LLM technology is bound to impact software development. The job will continue to exist but there will be some change in what the role involves with AI performing the role of a smart assistant. A Human-Assisted AI (HAAI) paradigm likely to dominate as more developer tooling integrates AI support. As the GitHub survey data reveals, the path to the future has already crept uneasily towards a Brautigan vision of humans “all watched over by machines of loving grace”. A centaur; half human, half machine. AI can provide a glimpse into a world where we are turned into one The Avengers and who doesn’t want that? Simon Willison has written persuasively about this topic. Of course people will want the magic sauce if it makes them more productive than the competition. He calls it AI-enhanced development.
This IEEE hosted post, however, offers a far more sceptical response, warning that AI-generated code is ultimately just a confabulation like everything else spouted by LLMs.

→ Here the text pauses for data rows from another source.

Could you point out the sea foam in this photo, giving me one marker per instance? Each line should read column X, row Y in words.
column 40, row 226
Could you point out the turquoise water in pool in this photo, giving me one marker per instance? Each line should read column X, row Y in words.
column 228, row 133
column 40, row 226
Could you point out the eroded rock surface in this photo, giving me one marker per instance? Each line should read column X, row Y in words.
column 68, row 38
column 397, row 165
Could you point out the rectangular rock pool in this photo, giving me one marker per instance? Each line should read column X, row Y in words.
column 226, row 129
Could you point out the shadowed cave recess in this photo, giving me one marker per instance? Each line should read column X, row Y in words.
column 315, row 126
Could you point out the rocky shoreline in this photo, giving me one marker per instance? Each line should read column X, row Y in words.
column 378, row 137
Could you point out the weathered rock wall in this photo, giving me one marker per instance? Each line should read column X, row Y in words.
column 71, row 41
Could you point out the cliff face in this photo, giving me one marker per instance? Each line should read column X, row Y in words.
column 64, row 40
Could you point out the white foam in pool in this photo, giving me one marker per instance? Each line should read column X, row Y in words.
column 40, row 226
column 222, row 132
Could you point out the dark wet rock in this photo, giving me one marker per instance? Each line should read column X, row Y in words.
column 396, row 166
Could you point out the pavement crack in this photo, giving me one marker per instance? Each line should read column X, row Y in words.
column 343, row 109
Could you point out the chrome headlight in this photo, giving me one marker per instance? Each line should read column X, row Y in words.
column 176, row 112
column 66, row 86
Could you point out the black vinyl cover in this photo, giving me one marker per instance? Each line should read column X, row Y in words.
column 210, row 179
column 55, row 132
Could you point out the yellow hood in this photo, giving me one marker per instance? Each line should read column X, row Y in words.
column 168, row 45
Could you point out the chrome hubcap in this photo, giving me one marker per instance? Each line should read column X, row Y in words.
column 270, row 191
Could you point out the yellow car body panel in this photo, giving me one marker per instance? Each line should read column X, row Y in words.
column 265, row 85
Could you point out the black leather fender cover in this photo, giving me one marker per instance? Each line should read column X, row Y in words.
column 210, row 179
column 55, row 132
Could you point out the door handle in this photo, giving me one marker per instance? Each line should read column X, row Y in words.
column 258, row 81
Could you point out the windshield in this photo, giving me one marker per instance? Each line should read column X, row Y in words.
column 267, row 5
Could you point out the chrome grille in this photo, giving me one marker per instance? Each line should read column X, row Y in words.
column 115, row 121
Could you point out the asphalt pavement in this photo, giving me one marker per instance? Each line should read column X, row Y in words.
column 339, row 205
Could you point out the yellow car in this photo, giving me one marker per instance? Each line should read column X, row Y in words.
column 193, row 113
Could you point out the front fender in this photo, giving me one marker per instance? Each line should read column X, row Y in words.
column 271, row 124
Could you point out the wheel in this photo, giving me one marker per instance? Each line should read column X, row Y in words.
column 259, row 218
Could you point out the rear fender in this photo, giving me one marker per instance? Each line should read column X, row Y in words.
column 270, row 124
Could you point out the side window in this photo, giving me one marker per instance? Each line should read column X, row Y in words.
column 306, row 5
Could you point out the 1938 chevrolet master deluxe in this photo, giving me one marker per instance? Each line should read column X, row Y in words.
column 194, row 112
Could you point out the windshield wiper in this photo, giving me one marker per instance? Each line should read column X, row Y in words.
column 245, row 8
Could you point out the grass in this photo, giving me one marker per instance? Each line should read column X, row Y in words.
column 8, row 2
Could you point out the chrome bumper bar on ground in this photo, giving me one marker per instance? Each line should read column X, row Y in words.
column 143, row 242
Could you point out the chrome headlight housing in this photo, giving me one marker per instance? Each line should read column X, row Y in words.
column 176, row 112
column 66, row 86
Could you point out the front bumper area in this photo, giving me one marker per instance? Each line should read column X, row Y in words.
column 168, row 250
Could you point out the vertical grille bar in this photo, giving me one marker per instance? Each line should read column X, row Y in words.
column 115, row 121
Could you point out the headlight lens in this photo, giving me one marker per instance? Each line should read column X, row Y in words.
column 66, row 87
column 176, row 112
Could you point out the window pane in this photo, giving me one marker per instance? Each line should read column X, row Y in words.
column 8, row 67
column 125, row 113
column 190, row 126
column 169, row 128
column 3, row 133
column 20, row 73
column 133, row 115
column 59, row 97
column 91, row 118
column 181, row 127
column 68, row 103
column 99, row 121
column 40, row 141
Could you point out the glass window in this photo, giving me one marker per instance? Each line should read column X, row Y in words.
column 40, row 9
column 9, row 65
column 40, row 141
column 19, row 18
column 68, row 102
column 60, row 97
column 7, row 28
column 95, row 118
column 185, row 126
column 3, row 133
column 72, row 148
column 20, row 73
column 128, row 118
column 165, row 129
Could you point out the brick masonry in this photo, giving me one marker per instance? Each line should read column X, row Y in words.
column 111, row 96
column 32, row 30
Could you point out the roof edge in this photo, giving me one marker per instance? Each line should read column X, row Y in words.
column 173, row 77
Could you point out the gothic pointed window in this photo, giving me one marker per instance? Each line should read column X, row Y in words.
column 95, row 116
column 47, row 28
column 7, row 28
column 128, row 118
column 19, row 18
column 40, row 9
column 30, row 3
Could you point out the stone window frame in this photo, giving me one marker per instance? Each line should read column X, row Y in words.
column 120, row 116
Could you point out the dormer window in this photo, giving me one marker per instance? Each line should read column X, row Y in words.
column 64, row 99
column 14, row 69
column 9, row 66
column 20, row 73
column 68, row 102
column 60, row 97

Large language models create a conundrum for the future of programming. While it’s easy enough to create a fragment of code to tackle a straightforward task, the development of robust software for complex applications is a tricky art, one that requires significant training and experience. Even as the application of large language models for programming deservedly continues to grow, we can’t forget the dangers of its ill-considered use.
Forrest Brazeal is also not overwhelmed by the prospect of AI coding suggesting that all AI is good for is boilerplate related tasks and not things that really slow down developers which are mostly related to workplace pathology:
As others have observed, LLMs definitely have a role to play in the future in software development. Today their impact is largely being felt through the GPT family of models with many developers engaging through use of ChatGPT. LLMs will increasingly be integrated in developer tooling and provide support at different points throughout the workflow. Their introduction is unlikely to result in mass technological unemployment amongst the ranks of software engineers but the nature of work will change. Those developers that don’t embrace that change and learn to engage with all the new tools are likely to get left behind over time. The next stage is therefore the arrival of an programmer’s assistant to assume the role of interpreter and executor of human developer commands. A return to a more ancient time in a sense, a world of magic where speech and thought are converted to code that will inevitably be executed too at some point soon. Such wonders would have been indistinguishable from spells and incantations for our forebears and maybe will be for many alive today that see it. In a sense AI is creating a new form of Daimonic Reality that exists outside our normal understanding of what is natural. In the realm of the supernatural. Spells can be negative too; the namshub from Snowcrash was fatal. It’s very likely that the output from AI coding assistants will wreak havoc in the world if blindly adopted without scrutiny. It pays to be sceptical or at least trust but verify. In this world, it would be wise to remember the cautionary tale of the Sorcerer’s Apprentice, in the guise of a coding assistant. The Source-rer’s Apprentice if you like introducing chaos into code through means we are yet only dimly aware of:
The worst A.I. risks are the ones we can’t anticipate. And the more time I spend with A.I. systems like GPT-4, the less I’m convinced that we know half of what’s coming.